Descriptions, Reviews, Etc.
Publisher Description:

With rarely seen images, this handsome, affordable volume shows Talbot's wide-ranging interests

This beautiful publication serves as a primer on the work of William Henry Fox Talbot, a true interdisciplinary innovator who drew on his knowledge of art, botany, chemistry and optics to become one of the inventors of photography in 1839. Talbot's "photogenic drawings" (photograms), calotypes and salted paper prints are some of the first-ever examples of images captured on paper.

Accompanying an exhibition at Carnegie Museum of Art in Pittsburgh opening in November 2017, this book brings together more than 30 photographs by Talbot that demonstrate his wide-ranging interests, including nature, still-life, portraiture, architecture and landscape. Some of these images are previously unpublished. Through thematic groupings elucidated by noted Talbot scholar Larry Schaaf, the book reveals the photographer's early striving to test the boundaries of his medium at a historic moment when art and science intersected.
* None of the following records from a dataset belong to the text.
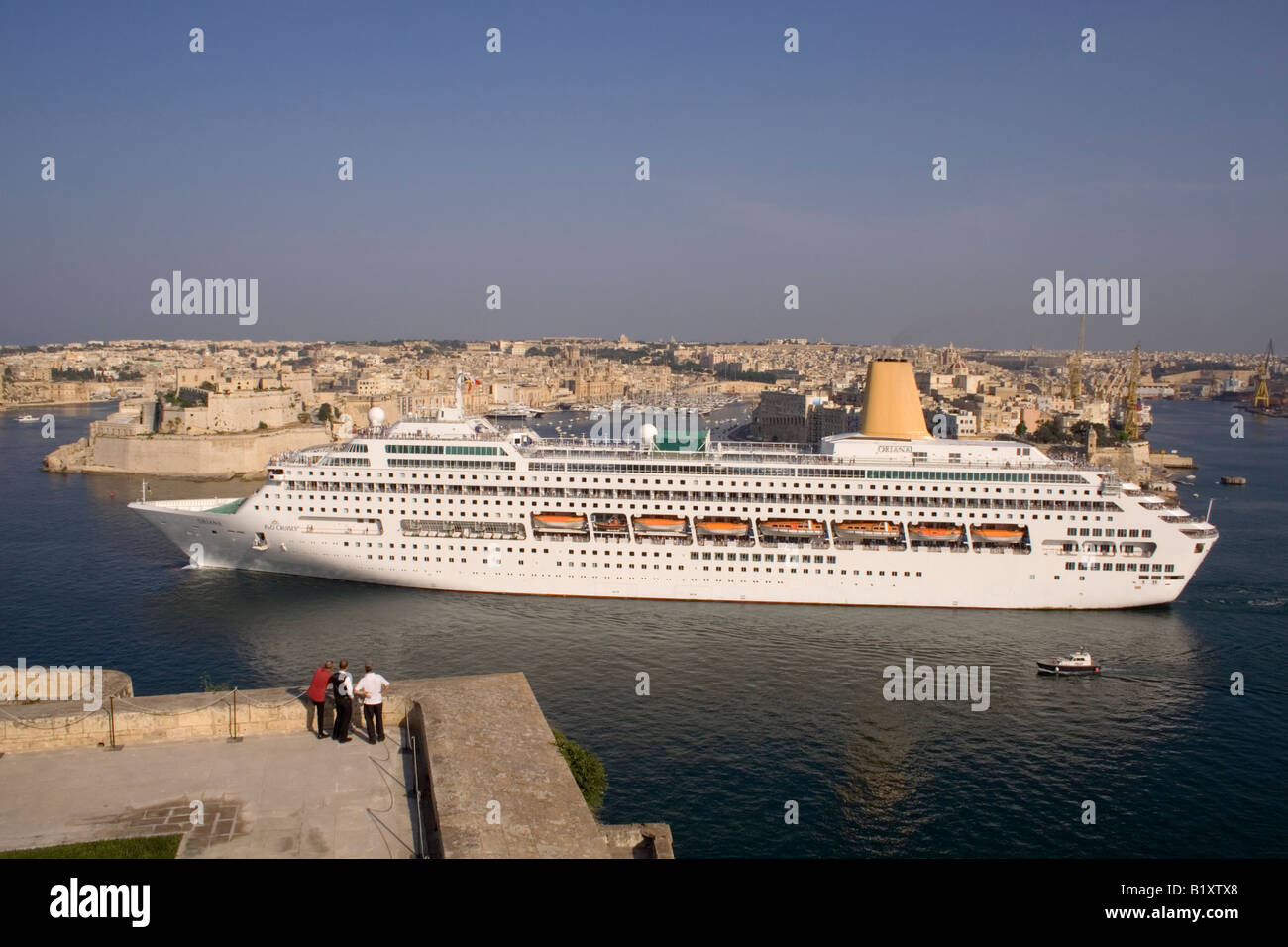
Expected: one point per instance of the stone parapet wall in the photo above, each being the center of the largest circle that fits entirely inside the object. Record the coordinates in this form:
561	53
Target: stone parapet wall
124	720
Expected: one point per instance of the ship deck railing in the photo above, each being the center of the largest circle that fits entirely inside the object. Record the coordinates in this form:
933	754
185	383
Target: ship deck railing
713	454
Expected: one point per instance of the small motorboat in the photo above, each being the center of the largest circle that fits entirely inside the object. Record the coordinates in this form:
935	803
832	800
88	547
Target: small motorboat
791	527
671	526
1077	663
559	522
721	527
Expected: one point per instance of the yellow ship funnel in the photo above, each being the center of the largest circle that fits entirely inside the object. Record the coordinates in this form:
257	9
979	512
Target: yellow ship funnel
892	406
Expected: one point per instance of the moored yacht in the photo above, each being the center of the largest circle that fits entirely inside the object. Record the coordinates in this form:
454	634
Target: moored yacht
888	515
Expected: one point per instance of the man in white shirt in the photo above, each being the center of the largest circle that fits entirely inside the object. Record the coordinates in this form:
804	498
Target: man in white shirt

With its luminous reproductions of Talbot's fragile works, this publication demonstrates that, in its earliest days, photography required a form of magic-making and innovation that continues to inspire people today.

William Henry Fox Talbot (1800-77) was a gentleman scientist in Victorian England. He is best known for his development of the calotype, an early photographic process that involved the use of a negative, from which multiple prints could be made. Talbot's The Pencil of Nature (1844-46) was the first mass-produced book with photographic illustrations.